Recently I asked again how performance changes over a session. The answer was a bit different: I found that performance improved for the first 10 trials. Now there are 30 trials in a session, so dropping the first 10 of them seemed okay. And that’s what I did.
But then I looked at how variability changed over a session. I expected the earliest trials to be more variable than the rest but the data didn’t show that. Variability was pretty constant from the first trials to the last. Hmm. Maybe I am losing valuable information by not including those early trials in my averages. It occurred to me: why not allow for the warmup effect by modelling it, rather than by excluding it? (Modelling it meaning estimating it and then subtracting it.) I did that, and then I looked at the size of the standard errors of the means (standard errors based on the residuals from the fit) for the most recent 40 days — essentially, the error in measurement. Here is what I found. Median standard errors:
First 10 trials (out of 30) excluded: 0.073
First 5 trials excluded: 0.064
First trial excluded: 0.061
No trials excluded: 0.059
My eyes opened wide when I saw these numbers. Oh my god! I was throwing away so much! A reduction in error from 0.073 to 0.059 — that’s 20% better.
Fascinating, both the consistency of the results with/without slippage, and the standard error reduction.

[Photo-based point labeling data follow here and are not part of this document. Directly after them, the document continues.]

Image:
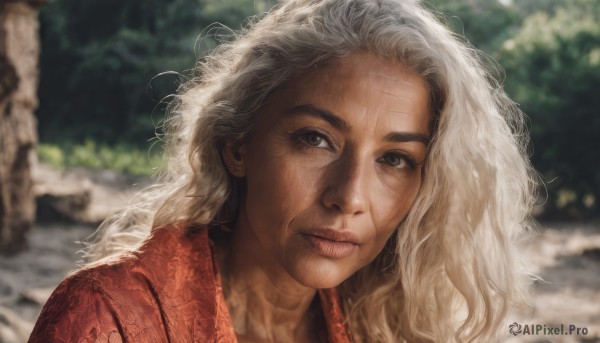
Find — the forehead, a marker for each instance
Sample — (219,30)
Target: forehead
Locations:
(364,88)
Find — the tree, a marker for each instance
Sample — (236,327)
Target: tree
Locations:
(100,59)
(554,68)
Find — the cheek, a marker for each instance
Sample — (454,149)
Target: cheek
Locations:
(279,188)
(392,204)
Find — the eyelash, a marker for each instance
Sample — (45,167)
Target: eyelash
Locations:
(302,135)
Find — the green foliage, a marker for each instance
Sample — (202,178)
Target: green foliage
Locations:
(100,59)
(554,68)
(122,157)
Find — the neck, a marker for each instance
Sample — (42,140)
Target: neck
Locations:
(264,301)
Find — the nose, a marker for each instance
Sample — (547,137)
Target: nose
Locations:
(347,190)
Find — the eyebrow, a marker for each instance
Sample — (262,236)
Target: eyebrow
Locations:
(339,123)
(314,111)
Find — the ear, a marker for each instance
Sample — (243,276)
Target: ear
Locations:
(233,157)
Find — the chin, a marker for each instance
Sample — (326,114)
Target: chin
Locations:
(319,274)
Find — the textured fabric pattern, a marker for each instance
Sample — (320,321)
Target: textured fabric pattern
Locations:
(168,291)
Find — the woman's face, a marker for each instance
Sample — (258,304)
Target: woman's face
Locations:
(334,165)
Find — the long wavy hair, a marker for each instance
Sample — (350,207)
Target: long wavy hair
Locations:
(453,269)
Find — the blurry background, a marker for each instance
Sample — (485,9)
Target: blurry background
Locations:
(107,68)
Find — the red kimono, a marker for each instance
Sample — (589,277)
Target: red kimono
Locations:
(168,291)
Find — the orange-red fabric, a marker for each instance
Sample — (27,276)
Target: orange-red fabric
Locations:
(168,291)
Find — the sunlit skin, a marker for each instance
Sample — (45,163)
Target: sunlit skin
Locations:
(339,149)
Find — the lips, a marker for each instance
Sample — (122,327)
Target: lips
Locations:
(331,243)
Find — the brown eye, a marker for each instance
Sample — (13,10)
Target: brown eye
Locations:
(314,139)
(396,160)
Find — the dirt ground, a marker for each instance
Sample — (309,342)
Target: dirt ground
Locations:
(568,256)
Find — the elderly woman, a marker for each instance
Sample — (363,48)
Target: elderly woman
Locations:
(343,170)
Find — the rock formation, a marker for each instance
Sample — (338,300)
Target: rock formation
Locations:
(19,52)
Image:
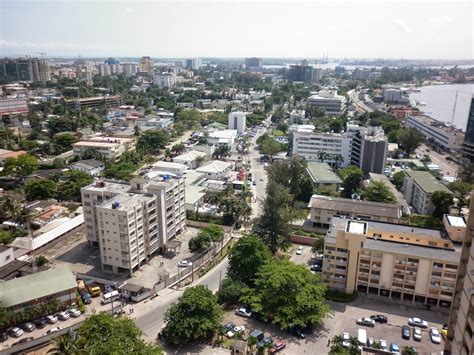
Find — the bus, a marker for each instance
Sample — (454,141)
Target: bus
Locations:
(110,297)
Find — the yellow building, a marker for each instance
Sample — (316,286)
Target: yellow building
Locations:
(391,260)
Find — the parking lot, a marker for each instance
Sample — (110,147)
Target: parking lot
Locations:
(344,320)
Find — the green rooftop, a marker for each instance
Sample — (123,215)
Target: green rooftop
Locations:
(321,173)
(427,182)
(27,288)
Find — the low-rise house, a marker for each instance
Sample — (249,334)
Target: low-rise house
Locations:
(91,167)
(58,284)
(324,208)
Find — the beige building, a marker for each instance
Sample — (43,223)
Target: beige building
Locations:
(323,208)
(391,260)
(131,222)
(461,319)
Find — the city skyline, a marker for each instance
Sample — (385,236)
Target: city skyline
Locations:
(191,29)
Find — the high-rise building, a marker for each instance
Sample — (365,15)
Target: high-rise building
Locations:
(132,222)
(24,70)
(468,145)
(461,318)
(253,63)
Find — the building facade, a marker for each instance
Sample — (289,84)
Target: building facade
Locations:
(391,260)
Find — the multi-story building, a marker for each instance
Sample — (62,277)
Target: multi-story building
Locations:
(418,187)
(329,100)
(323,208)
(468,144)
(446,137)
(461,318)
(391,260)
(164,80)
(24,70)
(132,222)
(237,121)
(322,146)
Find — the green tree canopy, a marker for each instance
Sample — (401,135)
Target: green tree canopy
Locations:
(288,293)
(377,191)
(246,258)
(196,316)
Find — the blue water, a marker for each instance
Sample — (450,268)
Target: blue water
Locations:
(440,99)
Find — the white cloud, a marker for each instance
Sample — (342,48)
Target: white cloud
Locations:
(402,25)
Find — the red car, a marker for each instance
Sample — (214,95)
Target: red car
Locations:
(277,346)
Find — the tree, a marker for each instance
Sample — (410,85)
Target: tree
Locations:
(196,316)
(246,258)
(442,201)
(230,291)
(351,179)
(461,192)
(398,179)
(273,225)
(20,167)
(39,189)
(101,333)
(409,139)
(288,293)
(377,191)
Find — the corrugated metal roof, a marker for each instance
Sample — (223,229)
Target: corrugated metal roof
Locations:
(41,284)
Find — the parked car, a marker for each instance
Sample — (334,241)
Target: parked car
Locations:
(279,345)
(229,325)
(236,330)
(52,330)
(379,318)
(28,327)
(417,322)
(243,312)
(394,348)
(63,315)
(369,322)
(15,332)
(185,263)
(435,336)
(40,323)
(51,319)
(406,332)
(74,312)
(417,334)
(346,340)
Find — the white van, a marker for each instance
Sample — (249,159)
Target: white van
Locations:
(362,337)
(109,297)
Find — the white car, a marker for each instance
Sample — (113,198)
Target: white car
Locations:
(417,322)
(417,334)
(74,312)
(185,263)
(346,340)
(236,330)
(435,336)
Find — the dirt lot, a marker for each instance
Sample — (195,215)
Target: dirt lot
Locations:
(344,320)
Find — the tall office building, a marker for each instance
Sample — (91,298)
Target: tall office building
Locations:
(461,318)
(468,145)
(24,70)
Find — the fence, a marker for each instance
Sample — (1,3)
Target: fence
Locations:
(197,263)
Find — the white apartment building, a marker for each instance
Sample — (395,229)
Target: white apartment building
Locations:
(447,137)
(237,121)
(310,144)
(164,80)
(329,100)
(131,222)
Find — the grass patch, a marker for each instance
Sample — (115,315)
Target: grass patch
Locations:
(340,296)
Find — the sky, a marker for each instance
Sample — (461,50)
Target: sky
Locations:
(416,29)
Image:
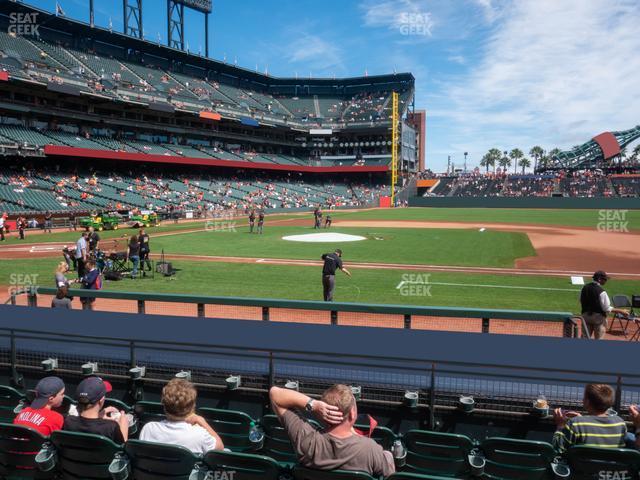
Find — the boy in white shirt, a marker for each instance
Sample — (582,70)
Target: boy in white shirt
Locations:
(182,426)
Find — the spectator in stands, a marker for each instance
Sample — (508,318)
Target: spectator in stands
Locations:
(49,394)
(82,253)
(21,223)
(93,418)
(597,429)
(93,240)
(133,254)
(182,426)
(69,254)
(337,446)
(60,278)
(90,281)
(48,222)
(61,300)
(596,305)
(143,240)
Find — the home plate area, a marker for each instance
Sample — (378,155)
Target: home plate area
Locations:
(324,237)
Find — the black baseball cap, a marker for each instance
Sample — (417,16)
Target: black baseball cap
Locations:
(601,275)
(47,387)
(91,390)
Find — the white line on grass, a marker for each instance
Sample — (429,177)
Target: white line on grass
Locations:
(404,282)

Thanks, Tim. It was your arithmetic results that led me to the standard error reduction. Your arithmetic results led me to do a very similar task, as you know. I didn’t want to place constraints on the 100 simple arithmetic problems I did each session (it was just too complicated — too many things that might be important) so instead I did my best to equate different days by modelling — by estimating and removing the effects of this and that. That gave me the idea of doing it here, too.